Badanku terasa kurang enak pagi ini, itu karena semalam aku tidak bisa tidur. Jam 2 pagi baru aku bisa tidur dan bangun jam 5 pagi. Sepertinya aku harus mengatur pola tidurku, agar waktu bangun badanku menjadi segar. Tetapi itu tidak akan terjadi kalau semalam dia tidak datang tiba-tiba ke kosanku dan menyatakan perasaannya padaku. Ya, dia, Rona Anggraeni. Orang yang semalam sukses membuatku tidak bisa tidur dan terus memikirkan perkataannya yang membuatku merasa terancam.
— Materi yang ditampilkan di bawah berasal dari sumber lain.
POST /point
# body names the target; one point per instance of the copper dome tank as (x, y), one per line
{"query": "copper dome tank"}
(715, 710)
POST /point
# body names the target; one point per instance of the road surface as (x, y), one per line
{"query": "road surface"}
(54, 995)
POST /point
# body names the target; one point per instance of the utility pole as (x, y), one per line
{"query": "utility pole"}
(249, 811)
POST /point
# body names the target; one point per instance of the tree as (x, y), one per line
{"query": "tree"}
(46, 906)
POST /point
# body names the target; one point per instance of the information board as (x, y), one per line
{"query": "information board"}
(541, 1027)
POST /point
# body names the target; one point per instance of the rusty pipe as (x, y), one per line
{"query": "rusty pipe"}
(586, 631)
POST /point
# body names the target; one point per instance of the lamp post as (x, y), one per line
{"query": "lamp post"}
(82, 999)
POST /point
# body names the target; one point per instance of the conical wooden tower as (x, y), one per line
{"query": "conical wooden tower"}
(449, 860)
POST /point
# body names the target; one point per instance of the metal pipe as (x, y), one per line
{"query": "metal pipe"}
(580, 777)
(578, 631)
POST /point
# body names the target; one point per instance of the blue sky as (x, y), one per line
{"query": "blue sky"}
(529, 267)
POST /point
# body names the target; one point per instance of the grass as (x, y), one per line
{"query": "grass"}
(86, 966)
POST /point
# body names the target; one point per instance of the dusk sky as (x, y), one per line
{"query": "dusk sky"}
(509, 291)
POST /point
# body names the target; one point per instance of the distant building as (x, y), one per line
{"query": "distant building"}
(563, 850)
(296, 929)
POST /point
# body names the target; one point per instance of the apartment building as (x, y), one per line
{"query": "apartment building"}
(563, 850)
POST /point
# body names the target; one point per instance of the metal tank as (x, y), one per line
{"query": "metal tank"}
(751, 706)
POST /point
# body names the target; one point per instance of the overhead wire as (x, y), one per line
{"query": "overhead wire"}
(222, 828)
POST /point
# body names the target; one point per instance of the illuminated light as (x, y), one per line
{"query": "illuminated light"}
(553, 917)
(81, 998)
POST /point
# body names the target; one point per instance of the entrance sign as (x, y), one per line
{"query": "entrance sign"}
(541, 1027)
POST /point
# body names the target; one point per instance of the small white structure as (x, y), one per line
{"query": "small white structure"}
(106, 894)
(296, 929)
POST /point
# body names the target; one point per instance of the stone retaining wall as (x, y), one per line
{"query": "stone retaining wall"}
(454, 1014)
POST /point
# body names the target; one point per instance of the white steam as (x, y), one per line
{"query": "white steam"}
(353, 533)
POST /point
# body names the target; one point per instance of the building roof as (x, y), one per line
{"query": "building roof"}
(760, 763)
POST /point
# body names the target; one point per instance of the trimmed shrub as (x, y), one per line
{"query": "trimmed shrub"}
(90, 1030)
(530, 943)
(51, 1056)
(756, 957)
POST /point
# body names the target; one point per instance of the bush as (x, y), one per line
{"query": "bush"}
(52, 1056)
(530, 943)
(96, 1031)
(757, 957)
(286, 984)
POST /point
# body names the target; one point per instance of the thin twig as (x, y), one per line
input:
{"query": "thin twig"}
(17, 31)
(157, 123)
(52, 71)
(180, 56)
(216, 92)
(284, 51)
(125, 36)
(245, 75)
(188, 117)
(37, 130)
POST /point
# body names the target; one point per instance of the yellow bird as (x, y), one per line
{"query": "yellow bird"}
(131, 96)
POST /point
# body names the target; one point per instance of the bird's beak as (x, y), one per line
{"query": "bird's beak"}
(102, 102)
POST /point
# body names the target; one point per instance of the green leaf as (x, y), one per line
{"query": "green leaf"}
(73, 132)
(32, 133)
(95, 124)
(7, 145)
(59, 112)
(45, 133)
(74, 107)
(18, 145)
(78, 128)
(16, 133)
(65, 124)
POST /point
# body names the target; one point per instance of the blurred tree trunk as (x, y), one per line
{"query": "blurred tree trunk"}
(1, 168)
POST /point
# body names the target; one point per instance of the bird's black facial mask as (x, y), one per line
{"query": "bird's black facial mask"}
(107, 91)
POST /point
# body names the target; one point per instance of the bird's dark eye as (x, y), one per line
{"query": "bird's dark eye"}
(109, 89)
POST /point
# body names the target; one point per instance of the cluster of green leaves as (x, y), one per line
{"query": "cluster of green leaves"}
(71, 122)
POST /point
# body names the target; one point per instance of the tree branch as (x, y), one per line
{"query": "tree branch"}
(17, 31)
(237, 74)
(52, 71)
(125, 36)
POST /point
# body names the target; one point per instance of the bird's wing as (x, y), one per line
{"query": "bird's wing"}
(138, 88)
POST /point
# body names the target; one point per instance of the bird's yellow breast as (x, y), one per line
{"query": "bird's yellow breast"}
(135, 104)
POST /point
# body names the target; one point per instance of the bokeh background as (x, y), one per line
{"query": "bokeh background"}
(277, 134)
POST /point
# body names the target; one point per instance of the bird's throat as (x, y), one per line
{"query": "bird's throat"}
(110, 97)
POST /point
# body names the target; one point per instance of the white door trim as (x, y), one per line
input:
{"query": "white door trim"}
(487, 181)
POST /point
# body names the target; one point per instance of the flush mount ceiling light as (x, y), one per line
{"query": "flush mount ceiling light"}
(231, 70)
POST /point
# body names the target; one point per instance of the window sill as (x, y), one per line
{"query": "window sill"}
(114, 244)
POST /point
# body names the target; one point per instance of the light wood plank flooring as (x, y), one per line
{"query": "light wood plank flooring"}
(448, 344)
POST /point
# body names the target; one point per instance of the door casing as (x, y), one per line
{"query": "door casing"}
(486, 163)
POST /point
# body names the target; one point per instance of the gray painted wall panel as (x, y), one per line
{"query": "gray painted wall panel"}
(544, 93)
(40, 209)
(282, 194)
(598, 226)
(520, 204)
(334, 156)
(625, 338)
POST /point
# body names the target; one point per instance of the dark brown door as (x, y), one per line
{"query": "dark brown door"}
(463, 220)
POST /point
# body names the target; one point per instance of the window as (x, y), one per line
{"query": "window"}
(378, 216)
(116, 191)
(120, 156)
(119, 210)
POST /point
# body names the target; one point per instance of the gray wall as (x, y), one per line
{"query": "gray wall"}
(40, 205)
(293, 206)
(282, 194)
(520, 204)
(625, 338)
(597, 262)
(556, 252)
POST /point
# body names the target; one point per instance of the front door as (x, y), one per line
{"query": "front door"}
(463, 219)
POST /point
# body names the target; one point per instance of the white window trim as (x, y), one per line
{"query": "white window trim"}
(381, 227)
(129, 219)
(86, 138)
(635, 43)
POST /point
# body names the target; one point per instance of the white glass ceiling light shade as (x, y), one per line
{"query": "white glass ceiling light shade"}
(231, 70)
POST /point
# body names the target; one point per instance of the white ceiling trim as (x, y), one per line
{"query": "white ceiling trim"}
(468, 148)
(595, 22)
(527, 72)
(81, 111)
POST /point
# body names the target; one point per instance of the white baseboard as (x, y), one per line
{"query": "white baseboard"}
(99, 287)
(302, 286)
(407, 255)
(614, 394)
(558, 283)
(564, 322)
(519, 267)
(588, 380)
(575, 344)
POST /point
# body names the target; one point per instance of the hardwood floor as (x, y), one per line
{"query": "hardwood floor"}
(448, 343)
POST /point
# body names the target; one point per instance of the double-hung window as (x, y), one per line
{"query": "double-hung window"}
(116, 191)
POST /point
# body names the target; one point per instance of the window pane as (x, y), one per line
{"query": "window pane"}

“Sebelum kamu bisa menepati janjimu kepada pacarmu, aku akan terus mengejarmu, mendapatkanmu, walaupun itu sulit bagiku. Aku akan berusaha.”

Perkataan itu terus terngiang-ngiang dipikiranku, membuat kepalaku serasa mau pecah kalau terus memikirkannya. Aku sudah berusaha untuk melupakannya, agar aku bisa tidur nyenyak. Berbagai macam cara aku lakukan, mulai dari minum susu, ngitung domba, ngitung kancing, ngitung duit simpenan bapak kos, sampe ngitung beras sekarung aku lakukan supaya bisa tidur. Namun apa daya, perkataan Rona itu terus melekat dipikiranku. Oke, kali ini Rona membuatku tidak berdaya, sukses membuatku stres semalaman.

Bunyi dering ponsel mengagetkanku saat masih memikirkan kejadian semalam. Duh siapa pagi-pagi sekali menelepon? Kulihat layar di ponselku, terpampang sebuah nama “Desy Gesrek”. Oke, pacarku menelepon. Senang rasanya pagi-pagi sudah ditelponin pacar sendiri. Kenapa? Ada yang salah dengan namanya? Ya, memang itu panggilan sayangku untuknya. Kuangkat telepon dari Desy yang dari tadi terus berbunyi.

Aryo: Halloo Desy gesrek, pacarku yang paling kusayang!

Oke, aku sedikit berlebihan, atau mungkin aku sudah ketularan gesrek seperti Desy ya?

Desy: Hallooo papah!!

Bentar, kok dia manggil aku papah ya? Sejak kapan aku nikah sama mamahnya? Kalau Desy memanggilku dengan sebutan ‘papah’, berarti Desy itu anak aku dong? Ada yang nggak beres nih.

Aryo: Kok manggil papah? Kamu harusnya nelpon papah kamu kali.

Desy: Hahahaha. Kamu pasti bingung ya?

Aryo: Ya jelas bingung sayang. Kamu pagi-pagi gini nelpon aku terus manggil papah, emangnya aku papah kamu?

Desy: Hehehe. Mulai sekarang aku mau manggil kamu dengan sebutan ‘papah’. Begitupun sebaliknya, kamu harus manggil aku dengan sebutan ‘mamah’.

Desy kenapa ya kok tiba-tiba pingin merubah panggilan sayang jadi ‘papah-mamah’? Jujur saja, aku merasa agak gimana gitu, soalnya panggilan itu terkesan lebay untuk didengar. Tapi aku memaklumi saja, Desy memang suka begitu orangnya.

Aryo: Kok jadi papah-mamah sih Des?

Desy: Soalnya kamu kan sudah janji sama aku, kalau hubungan kita akan awet sampai mati nanti. Jadi aku mau kita pakai panggilan itu dari sekarang sampai kita mati nanti. Nggak apa-apa kan Yo?

Aku berfikir sejenak. Entah bagaimana aku jadinya jika setiap hari harus pakai panggilan itu. Bisa-bisa merinding terus aku dibuatnya. Tapi demi Desy, apapun akan kulakukan.

Aryo: Yaudah deh, iya kamu sekarang boleh panggil aku papah.

Desy: Yeayyyy. Makasih papah Aryo. Makin cinta deh sama papah.

Duh, aku berasa tua banget dipanggil papah. Memang sudah tua juga sih, November nanti umurku 22 tahun, tapi ini kalau dipanggil ‘papah’ sih aku berasa kaya lagi ngomong sama anak sendiri. Tapi tak apa, demi Desy. Dengan itu pula, pikiran soal kejadian semalam itu perlahan menghilang karena kelakuan Desy.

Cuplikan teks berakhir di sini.